一章3【西の森のよくは知らない魔女っ子ちゃん】
「しっかし、本当に茶菓子が振舞われるとは思わなかったよ。こういうのってどうやって買ってるんだ?」
「えーっとね、だいたいはネットでかなあー。週一で宅配されてくるの。街からねえー」
そういや、ネット繋がってるんだもんな。てか、俺のより高そうなデスクトップ使ってるし……。
「その街ってのはどこなんだ?」
友達ん家みたいにバリッと硬いラスクをボロボロ頬張りながら喋る。
「ああ、もう! 他所ん家だからってこぼさないでよう。掃除するのは私なんだからあ!」
「魔法でささっと片付けちまえばいいだろう」
「そんなことでMPを消費したくないの! もう! わかってよねえ。それでねえ、街ってのはエルフの街のこと!」
「エルフだと? 近いのか?」
ケーキ、ウマウマ。
「うーん、まあまあかな。歩きだと疲れるから、私は行かないけどおー。って! 私のイチゴ取らないでよう!」
「ふうん。しかし話は変わるが君、パティシエになれるぞ。めちゃくちゃ美味いじゃないか。魔女なんて野暮な仕事辞めて、ケーキ屋でも開いた方が性に合ってるんじゃないのか?」
「えー、でもそういう家系っていうかー、私の代でえ、途切れさせちゃうのはやっぱりアレだしぃー、お父さんもガッカリさせちゃうと思うしぃー」
「魔女も大変なんだな」
「そうなのお。わかるうー? この前も旅人に老化の魔法かけられて、もう最悪! 一度体験するとねえ、おばあちゃんの大変さが身に染みてわかるっていうかー、狭い路地でゆっくり歩いてても許しちゃうっていうかー、席も自然と譲っちゃうていうかー」
「ふむふむ」
この変な色した甘いの……超美味い。
「魔女さん! これ本当美味しいよう!」
「えへへー、ありがと!」
あいも、ゆるりもてんで料理はダメだからな。旅先で一人暮らしマイスターの俺が作る羽目になっている。この状況、どうにかならないものか。

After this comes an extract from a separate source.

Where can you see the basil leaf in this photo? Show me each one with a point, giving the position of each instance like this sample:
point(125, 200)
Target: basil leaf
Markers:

「てか質問攻めマジぱないんですけどおー。私も攻めちゃっていいですかあー?」
「え? ああ、構わない。好きに聞いてくれ。主にゆるりが答えてくれるだろう」
その間俺は、テレビでも観ながらゴロゴロしていよう。
「バイバーイ! また来てねー! ゆるりちゃん! 魔法のお話し沢山しようねー!」
「うん! とっても楽しかったよう! 魔女さん。バイバーイ!」
えらく仲良くなってやがるなこの二人。まあ似た者同士ってやつか。その分だが、あいの奴は終始ブスくれていやがるが。
「大丈夫か?」
「何も駄目な所などない! 大きなお世話だ! 放って置いてくれ! 引きこもりのくせに生意気……!」
親切心からポロリと出た気遣いの一言で、えらい言われようだな……。
「それよりもいいのか。魔女の奴を仲間に加えなくても……」
「何でだ?」
「何でだとは随分だな。だって君は、ハーレムゴッコをご所望だろう? 願ったり叶ったりじゃないか。あの女は見かけはお馬鹿、頭脳はおばばだが、魔法も使えるし、料理もできるし、ゆるりにも似ているし、言う所はないんじゃないか?」
「……ゆるりは関係ねえだろ」
確かにコックがいたら非常に助かりそうではあるが、だ、こいつがこの調子だと二三日もしないうちに大喧嘩が起こるのは必須だ。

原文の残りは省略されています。